Microsoft is committed to making the Windows developer experience better than ever, which is why they're bringing the popular Bash shell, alongside the entire Linux command environment, to Windows 10 in the upcoming Anniversary Update.
Developers have been able to use Linux command shells like Bash for years through third-party tools, but this is the first time that Microsoft has actually implemented the functionality directly into Windows. The company partnered with Canonical, known for the Linux distribution Ubuntu, to ensure the Bash experience is just as good in Windows as it is in variants of Linux.
During Microsoft's Build 2016 keynote, it was revealed that developers will be able to download the Linux command line from the Windows Store when the Anniversary Update becomes available.

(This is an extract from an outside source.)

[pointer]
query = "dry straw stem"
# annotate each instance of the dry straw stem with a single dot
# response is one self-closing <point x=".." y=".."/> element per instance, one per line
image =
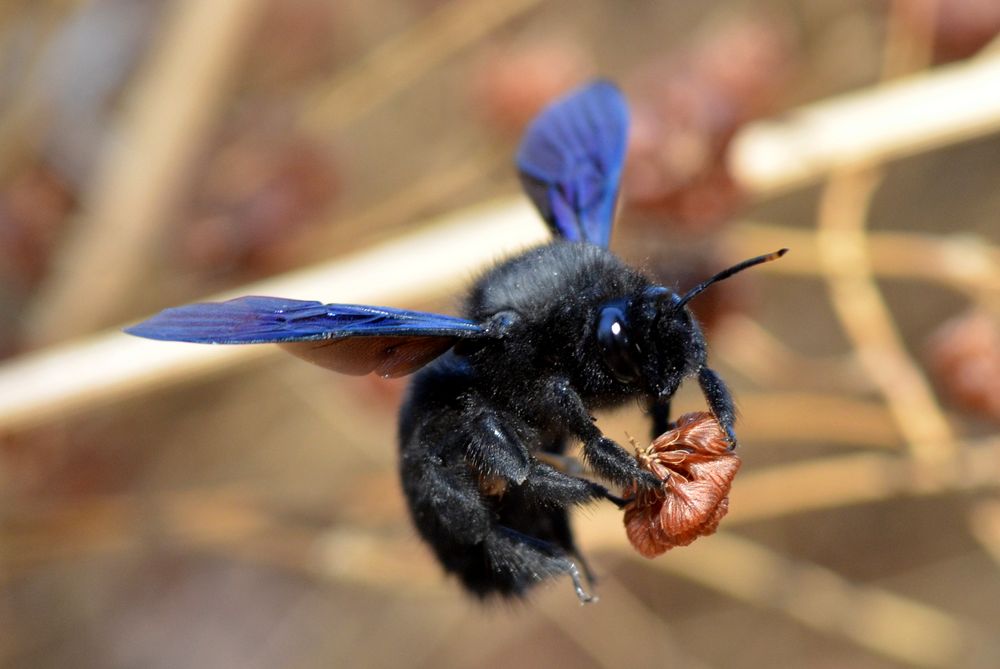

Microsoft's Kevin Gallo stated during the event that "this is not a VM" or "cross-compiled tools" but a fully-fledged Linux shell running in Windows.
Ars Technica believes that the way Microsoft has implemented this functionality could allow developers to natively run Linux programs on Windows without any major modifications. This, along with tools like the Bash shell, could really entice developers more comfortable with a Linux environment to develop on Windows 10.
When Microsoft announced that the Bash shell would be coming to Windows, the news received a huge round of applause from the Build 2016 crowd. Microsoft are definitely listening to what developers want, and this is a great step towards making Windows a more friendly development environment.